Neither the opinion issued by the Departmental Appeals Board nor the briefs of either party articulates the standard of care imposed by the “as is possible” regulation. We can assume that it's a high standard. The Social Security Act provides that “a skilled nursing facility must provide services to attain or maintain the highest practicable physical, mental, and psychosocial well-being of each resident, in accordance with a written plan of care.” 42 U.S.C. § 1395i-3(b)(2); see also id., § 1396r(b)(2) (emphasis added). The “as is possible” language of the regulation is more or less consistent with “highest practicable” (we hedge with “more or less” because eliminating a particular hazard in a particular way might conflict with maintaining an attractive quality of life-“psychosocial well-being”-as perhaps in our “dry cell” example); in any event Meridian does not challenge the regulation's validity.

The Supreme Court has distinguished “feasibility analysis” from “cost-benefit analysis” in other regulatory settings, e.g., American Textile Manufacturers Institute, Inc. v. Donovan, 452 U .S. 490, 508-09 (1981), and the “as is possible” regulation is suggestive of the former. Cf. 29 U.S.C. § 655(b)(5) (OSHA) (feasibility); 33 U.S.C. § 1316(a)(1) (Clean Water Act) (achievability); 42 U.S.C. § 7412(d)(2) (Clean Air Act) (same). In “feasibility,” or its equivalent “achievability,” analysis, the regulatory agency is required to consider costs of compliance; but only if they are in some sense prohibitive do they provide a defense. See American Textile Manufacturers Institute, Inc. v. Donovan, supra, 452 U.S. at 536. In an OSHA case we said that the test was “whether the restrictions would materially reduce a significant workplace risk to human health without imperiling the existence of, or threatening massive dislocation to, the health care industry.” American Dental Ass'n v. Martin, 984 F.2d 823, 825 (7th Cir.1993) (emphasis added).
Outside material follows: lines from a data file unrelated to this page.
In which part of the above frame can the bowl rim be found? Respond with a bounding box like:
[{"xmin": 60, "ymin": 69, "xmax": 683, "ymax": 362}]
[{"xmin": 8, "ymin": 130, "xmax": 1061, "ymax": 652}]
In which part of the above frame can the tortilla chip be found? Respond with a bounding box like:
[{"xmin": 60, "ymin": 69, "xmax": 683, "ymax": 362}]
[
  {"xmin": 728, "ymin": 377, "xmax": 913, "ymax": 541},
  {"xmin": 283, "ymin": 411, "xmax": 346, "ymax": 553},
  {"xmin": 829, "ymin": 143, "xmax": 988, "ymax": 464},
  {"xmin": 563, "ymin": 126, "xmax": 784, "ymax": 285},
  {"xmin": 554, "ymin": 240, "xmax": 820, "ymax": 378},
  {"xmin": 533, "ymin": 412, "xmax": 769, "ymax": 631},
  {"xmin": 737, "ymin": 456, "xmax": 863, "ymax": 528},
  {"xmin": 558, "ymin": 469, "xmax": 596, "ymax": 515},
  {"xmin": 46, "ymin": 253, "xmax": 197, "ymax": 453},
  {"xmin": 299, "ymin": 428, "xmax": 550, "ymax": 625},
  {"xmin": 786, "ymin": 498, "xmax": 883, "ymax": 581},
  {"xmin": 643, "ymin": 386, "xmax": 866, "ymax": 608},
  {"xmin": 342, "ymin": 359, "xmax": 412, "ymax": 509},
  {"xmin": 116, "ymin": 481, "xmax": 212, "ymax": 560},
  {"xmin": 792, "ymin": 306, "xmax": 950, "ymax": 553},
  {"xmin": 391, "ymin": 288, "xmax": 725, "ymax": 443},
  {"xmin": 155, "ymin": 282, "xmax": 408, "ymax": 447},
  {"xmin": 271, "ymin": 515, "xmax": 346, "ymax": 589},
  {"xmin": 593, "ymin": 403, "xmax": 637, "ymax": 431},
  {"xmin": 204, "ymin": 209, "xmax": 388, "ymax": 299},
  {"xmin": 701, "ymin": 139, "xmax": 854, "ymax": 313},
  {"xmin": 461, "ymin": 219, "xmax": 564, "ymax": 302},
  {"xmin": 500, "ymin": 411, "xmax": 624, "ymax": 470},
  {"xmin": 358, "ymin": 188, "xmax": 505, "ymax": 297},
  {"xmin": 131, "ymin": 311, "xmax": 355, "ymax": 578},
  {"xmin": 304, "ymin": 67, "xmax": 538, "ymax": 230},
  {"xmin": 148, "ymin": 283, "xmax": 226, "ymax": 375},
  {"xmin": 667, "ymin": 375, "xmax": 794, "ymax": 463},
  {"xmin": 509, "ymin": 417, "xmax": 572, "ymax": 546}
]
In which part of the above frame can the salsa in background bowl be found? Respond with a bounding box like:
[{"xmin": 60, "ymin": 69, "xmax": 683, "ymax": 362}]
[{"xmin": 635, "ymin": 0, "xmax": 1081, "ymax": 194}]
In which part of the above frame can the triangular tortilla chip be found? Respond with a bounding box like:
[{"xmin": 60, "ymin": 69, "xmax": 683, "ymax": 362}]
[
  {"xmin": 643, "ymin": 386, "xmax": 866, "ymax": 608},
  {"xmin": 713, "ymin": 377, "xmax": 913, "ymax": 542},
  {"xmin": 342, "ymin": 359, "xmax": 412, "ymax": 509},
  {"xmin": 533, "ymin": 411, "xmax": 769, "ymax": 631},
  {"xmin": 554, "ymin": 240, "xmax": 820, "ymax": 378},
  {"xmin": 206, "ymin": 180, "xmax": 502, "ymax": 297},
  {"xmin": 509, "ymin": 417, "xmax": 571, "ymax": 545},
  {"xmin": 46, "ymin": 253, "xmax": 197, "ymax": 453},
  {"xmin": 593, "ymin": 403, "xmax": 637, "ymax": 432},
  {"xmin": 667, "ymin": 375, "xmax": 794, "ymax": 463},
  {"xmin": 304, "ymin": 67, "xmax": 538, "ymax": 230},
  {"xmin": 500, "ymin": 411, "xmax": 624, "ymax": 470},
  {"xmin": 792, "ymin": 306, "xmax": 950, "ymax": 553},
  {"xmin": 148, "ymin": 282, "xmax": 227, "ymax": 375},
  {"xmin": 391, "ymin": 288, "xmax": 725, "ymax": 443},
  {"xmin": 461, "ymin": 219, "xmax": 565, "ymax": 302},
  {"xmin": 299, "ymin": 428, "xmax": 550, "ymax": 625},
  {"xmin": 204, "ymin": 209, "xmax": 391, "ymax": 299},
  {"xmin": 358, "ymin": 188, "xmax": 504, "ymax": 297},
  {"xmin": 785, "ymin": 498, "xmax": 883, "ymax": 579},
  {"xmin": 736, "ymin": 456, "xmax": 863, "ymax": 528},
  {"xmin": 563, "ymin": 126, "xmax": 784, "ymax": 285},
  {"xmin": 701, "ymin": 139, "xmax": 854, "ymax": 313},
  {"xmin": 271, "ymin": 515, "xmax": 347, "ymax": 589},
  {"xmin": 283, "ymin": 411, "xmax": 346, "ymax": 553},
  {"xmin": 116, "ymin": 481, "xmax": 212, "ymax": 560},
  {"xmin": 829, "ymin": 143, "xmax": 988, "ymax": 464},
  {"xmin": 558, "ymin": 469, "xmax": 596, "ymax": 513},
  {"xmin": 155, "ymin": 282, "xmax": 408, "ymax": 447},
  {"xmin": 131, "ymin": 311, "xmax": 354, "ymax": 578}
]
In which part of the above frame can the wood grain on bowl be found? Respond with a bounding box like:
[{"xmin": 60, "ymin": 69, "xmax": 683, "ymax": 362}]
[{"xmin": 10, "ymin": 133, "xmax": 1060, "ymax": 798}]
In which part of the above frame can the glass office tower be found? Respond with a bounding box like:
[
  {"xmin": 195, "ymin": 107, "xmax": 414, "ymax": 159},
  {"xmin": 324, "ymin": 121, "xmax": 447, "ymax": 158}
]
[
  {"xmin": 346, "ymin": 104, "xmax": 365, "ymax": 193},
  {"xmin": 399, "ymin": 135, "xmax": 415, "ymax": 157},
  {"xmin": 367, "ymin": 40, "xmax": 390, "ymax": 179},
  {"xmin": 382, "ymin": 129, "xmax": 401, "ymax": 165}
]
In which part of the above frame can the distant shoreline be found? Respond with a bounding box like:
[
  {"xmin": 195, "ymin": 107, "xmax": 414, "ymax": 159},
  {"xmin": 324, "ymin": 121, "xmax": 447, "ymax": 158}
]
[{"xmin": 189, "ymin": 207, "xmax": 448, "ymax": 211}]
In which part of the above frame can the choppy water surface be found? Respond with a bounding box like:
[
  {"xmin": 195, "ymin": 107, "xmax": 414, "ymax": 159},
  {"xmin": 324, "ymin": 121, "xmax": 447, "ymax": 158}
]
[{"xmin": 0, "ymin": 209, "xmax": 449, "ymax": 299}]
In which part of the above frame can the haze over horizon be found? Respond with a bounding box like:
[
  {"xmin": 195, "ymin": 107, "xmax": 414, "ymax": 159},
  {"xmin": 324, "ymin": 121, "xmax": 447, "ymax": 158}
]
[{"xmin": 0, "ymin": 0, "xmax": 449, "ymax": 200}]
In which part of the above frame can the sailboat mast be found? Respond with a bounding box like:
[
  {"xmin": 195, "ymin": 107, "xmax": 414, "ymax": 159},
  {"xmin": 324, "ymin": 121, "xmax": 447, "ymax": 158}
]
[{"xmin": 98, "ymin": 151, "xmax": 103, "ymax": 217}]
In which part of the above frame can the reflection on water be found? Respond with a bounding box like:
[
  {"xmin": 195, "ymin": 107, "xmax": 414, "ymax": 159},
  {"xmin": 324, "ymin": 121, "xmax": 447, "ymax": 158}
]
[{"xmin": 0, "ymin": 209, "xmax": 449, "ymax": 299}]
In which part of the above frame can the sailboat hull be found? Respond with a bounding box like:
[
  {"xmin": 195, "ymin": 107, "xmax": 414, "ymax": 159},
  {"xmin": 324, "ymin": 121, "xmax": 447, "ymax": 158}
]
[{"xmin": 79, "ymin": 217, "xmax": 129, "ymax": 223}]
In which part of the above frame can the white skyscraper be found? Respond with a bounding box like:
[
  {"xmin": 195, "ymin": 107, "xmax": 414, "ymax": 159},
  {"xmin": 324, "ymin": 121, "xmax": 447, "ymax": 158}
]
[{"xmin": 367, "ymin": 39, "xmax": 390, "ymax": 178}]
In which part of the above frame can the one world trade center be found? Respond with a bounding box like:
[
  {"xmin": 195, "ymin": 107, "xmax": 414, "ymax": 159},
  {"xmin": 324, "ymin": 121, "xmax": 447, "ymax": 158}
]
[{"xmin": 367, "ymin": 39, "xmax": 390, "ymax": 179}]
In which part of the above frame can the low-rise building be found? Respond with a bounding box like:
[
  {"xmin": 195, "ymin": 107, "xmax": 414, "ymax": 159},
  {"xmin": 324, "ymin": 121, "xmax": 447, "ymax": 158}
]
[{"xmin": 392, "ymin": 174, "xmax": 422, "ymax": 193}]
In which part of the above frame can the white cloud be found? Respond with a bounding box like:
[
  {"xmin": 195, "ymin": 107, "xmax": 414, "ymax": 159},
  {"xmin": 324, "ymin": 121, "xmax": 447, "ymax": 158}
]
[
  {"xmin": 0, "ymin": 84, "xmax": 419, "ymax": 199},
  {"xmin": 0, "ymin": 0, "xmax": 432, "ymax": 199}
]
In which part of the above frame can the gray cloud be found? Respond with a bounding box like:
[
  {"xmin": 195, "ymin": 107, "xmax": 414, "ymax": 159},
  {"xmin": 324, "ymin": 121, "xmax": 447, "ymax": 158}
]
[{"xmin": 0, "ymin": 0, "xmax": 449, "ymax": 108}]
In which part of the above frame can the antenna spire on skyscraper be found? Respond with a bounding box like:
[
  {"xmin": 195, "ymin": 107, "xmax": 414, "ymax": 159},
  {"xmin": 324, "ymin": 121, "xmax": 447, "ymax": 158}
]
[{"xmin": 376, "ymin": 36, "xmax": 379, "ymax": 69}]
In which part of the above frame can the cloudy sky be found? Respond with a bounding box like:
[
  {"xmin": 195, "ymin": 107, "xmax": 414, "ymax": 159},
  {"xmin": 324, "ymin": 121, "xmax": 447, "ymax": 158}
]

Yet there is a feature of the “as is possible” regulation that makes us doubt that it creates a feasibility standard as demanding as the one described in American Dental Ass'n v. Martin. Medicare pays for the health care of most nursing-home residents. Nursing homes receive a flat per diem reimbursement from Medicare for each day of care that they provide, adjusted for the location of the nursing home and for the resources required to provide adequate care for the different types of resident. See 42 U.S.C. § 1395yy; 42 C.F.R. § 413.335; Medicare Payment Advisory Comm'n, “Medicare Payment Basics: Skilled Nursing Facility Services Payment System” (Oct.2009), www.medpac.gov/ documents/MedPAC_Payment_Basics_09_SNF.pdf (visited Apr. 20, 2010); David A. Bohm, “Striving for Quality Care in America's Nursing Homes: Tracing the History of Nursing Homes and Noting the Effect of Recent Federal Government Initiatives to Ensure Quality Care in the Nursing Home Setting,” 4 DePaul J. Health Care L. 317, 357-60 (2001). The per diem limits the precautions that the Medicare administration can realistically require a nursing home to take, for a home will stop admitting residents who require precautions that cost more than the reimbursement that the home can expect to receive. And if we assume that the Medicare administration sets a reasonable per diem rate, then in practice the “as is possible” standard will approximate the balancing of magnitude and likelihood of harm against the burden of precautions that is familiar in negligence cases and summarized in the concept of due or reasonable care. E.g., Mesman v. Crane Pro Services, 512 F.3d 352, 354 (7th Cir.2008); McCarty v. Pheasant Run, Inc., 826 F.2d 1554, 1556 (7th Cir.1987); United States v. Carroll Towing Co., 159 F.2d 169, 173 (2d Cir.1947) (L.Hand, J.). That may explain why the only two cases that we have found that discuss the standard of care imposed by the “as is possible” regulation call it a “reasonableness” standard, Crestview Parke Care Center v. Thompson, 373 F.3d 743, 754 (6th Cir.2004); Woodstock Care Center v. Thompson, 363 F.3d 583, 589-90 (6th Cir.2003), although the cases do not mention the reimbursement angle.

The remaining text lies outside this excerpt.